As my knees extend I spur toward the rafters,
so concave that a vacuum consumes me
And all that’s left of me are the sparkles that are expelled
Like hail from a hurricane.
But in a sliver of a moment, in one degree of the circle I paint,
You shatter me.
Your shavings spit upon me as my toepick drills a wound
And you toss me to the side,
Yanking me from my starlight prematurely
And plastering my tangled carcass across your slate.

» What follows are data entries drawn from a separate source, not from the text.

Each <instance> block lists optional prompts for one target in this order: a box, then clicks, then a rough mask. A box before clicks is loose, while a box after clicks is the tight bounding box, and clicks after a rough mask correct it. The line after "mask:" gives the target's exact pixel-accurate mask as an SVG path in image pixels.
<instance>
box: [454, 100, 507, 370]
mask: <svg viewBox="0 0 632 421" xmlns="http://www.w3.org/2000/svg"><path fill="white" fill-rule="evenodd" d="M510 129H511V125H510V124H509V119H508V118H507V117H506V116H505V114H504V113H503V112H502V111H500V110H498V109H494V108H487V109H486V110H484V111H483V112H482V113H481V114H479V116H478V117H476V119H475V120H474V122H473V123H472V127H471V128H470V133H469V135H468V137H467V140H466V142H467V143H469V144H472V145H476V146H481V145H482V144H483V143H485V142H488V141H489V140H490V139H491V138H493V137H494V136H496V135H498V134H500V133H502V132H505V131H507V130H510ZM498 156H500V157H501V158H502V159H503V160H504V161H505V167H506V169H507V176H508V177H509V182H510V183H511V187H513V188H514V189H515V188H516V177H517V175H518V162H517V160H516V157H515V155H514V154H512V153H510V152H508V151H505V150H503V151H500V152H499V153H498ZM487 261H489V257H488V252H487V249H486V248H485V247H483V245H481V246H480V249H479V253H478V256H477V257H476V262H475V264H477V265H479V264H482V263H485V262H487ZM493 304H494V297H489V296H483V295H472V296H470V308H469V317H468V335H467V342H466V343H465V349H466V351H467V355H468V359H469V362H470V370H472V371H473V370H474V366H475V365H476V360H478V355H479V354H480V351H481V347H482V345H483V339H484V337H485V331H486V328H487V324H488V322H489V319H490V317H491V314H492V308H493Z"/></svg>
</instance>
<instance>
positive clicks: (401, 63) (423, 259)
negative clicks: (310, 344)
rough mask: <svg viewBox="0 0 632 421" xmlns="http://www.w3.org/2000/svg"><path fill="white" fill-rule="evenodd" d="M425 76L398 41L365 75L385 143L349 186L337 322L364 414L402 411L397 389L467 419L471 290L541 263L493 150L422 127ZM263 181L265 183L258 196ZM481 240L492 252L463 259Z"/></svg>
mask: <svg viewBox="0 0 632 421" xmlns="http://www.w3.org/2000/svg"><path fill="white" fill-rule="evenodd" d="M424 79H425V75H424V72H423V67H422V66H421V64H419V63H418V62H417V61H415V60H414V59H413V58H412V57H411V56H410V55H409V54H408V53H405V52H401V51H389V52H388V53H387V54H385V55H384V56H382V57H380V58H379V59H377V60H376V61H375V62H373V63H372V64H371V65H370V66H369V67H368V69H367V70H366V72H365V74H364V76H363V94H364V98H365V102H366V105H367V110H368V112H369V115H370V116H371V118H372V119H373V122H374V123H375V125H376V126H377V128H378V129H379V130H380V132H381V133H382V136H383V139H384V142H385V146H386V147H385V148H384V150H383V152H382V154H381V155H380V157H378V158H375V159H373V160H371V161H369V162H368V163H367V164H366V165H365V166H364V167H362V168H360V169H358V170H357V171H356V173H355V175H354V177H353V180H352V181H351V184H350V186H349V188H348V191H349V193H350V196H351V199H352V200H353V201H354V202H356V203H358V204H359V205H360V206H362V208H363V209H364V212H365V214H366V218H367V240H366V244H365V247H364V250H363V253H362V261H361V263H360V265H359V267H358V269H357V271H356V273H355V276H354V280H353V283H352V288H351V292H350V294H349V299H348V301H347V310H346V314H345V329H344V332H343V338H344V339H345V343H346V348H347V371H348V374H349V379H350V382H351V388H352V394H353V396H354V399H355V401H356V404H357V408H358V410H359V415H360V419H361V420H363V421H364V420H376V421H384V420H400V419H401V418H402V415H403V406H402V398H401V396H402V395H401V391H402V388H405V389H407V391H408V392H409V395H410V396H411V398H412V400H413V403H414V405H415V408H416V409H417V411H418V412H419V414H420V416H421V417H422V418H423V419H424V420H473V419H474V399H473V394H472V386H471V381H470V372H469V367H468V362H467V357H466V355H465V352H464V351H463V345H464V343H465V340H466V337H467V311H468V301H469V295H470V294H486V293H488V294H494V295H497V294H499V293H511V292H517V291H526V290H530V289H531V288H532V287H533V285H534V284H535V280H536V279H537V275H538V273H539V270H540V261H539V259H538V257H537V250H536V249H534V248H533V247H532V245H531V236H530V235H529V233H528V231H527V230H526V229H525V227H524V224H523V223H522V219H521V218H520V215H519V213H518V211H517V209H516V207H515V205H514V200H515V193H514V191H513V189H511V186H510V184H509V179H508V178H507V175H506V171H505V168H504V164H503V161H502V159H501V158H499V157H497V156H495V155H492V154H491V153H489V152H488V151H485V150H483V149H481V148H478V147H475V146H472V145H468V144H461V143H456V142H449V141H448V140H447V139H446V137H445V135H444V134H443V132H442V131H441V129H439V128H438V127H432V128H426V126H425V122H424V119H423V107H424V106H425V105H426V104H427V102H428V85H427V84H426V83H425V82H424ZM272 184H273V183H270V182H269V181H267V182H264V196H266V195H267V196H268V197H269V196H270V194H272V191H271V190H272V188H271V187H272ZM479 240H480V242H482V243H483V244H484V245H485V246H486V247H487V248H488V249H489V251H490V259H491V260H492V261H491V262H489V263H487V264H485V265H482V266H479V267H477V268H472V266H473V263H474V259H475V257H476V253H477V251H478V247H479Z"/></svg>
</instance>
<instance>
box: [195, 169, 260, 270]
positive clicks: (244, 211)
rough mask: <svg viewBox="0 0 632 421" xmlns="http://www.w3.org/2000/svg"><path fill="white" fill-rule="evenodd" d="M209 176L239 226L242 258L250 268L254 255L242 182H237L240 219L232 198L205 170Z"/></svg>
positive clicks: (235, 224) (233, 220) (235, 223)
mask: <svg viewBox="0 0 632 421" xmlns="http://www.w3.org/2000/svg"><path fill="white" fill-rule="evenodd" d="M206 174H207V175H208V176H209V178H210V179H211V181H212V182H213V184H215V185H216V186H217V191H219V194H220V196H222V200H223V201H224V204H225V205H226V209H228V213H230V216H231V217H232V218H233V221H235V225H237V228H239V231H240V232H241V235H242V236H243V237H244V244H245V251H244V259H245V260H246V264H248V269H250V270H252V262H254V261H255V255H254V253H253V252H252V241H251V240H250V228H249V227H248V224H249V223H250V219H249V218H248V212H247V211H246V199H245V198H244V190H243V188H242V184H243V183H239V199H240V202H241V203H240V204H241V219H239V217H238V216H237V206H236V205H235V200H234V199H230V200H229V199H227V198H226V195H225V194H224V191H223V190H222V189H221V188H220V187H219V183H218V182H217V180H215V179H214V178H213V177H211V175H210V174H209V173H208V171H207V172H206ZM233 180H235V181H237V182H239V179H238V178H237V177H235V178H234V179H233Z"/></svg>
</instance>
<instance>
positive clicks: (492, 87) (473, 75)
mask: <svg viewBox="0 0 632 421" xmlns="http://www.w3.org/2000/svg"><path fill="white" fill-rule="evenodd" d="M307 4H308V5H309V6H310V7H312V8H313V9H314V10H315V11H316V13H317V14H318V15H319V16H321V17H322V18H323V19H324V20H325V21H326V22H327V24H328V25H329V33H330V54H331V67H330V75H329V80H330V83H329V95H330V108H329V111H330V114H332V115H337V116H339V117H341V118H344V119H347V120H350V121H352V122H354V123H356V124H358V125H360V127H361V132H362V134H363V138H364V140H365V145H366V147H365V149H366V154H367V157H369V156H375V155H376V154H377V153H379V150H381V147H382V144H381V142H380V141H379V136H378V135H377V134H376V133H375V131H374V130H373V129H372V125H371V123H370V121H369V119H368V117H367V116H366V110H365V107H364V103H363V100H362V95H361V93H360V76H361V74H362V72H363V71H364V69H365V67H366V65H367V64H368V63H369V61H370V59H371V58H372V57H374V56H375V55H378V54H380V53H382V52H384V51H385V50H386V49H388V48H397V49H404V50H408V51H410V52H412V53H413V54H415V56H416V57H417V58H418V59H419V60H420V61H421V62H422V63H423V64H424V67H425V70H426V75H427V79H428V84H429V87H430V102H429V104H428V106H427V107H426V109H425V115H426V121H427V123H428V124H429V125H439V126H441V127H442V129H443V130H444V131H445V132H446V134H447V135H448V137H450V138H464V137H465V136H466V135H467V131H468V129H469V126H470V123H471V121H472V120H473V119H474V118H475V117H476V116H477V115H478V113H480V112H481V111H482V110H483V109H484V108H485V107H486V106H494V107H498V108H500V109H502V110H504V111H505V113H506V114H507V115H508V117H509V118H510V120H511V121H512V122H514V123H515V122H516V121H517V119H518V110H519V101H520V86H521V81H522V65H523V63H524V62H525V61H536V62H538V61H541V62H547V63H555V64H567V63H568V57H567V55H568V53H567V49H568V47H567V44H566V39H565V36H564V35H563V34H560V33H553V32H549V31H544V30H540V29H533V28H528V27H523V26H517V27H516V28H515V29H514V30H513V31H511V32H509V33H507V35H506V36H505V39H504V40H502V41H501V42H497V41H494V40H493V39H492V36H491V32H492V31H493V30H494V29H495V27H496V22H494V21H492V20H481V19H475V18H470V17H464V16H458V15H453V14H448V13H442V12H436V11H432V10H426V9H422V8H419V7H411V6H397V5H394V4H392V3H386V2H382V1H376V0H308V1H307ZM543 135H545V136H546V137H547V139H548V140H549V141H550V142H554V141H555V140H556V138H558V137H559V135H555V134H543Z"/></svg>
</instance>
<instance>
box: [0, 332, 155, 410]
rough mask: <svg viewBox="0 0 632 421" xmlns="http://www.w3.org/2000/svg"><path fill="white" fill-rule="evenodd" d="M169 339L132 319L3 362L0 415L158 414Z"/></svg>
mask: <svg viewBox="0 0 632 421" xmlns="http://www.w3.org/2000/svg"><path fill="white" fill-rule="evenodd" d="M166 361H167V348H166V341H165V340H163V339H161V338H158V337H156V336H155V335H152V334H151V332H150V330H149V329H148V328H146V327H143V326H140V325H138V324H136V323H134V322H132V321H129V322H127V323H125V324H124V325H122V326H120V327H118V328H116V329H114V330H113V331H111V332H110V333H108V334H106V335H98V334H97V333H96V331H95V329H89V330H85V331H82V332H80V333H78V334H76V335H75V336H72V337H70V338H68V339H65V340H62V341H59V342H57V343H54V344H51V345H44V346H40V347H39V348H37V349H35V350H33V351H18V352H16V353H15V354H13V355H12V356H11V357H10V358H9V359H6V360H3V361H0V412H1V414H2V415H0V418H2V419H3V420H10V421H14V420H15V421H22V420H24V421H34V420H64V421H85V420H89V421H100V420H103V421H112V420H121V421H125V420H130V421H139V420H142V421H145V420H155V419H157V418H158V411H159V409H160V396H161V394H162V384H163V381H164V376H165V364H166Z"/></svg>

I feel you goading my blades to slash me.
All I ever tried to do was sketch my simple doodles on your window,
Decorate your silver skin with the stencils you created.
Yet you abuse me for it;
Seizing my face and bashing it with your great palm.
This my punishment for imperfection
As I am starving to meet your cruel demands,
And let you wrap me ‘round your little finger
‘til I am spun as only the spindle can.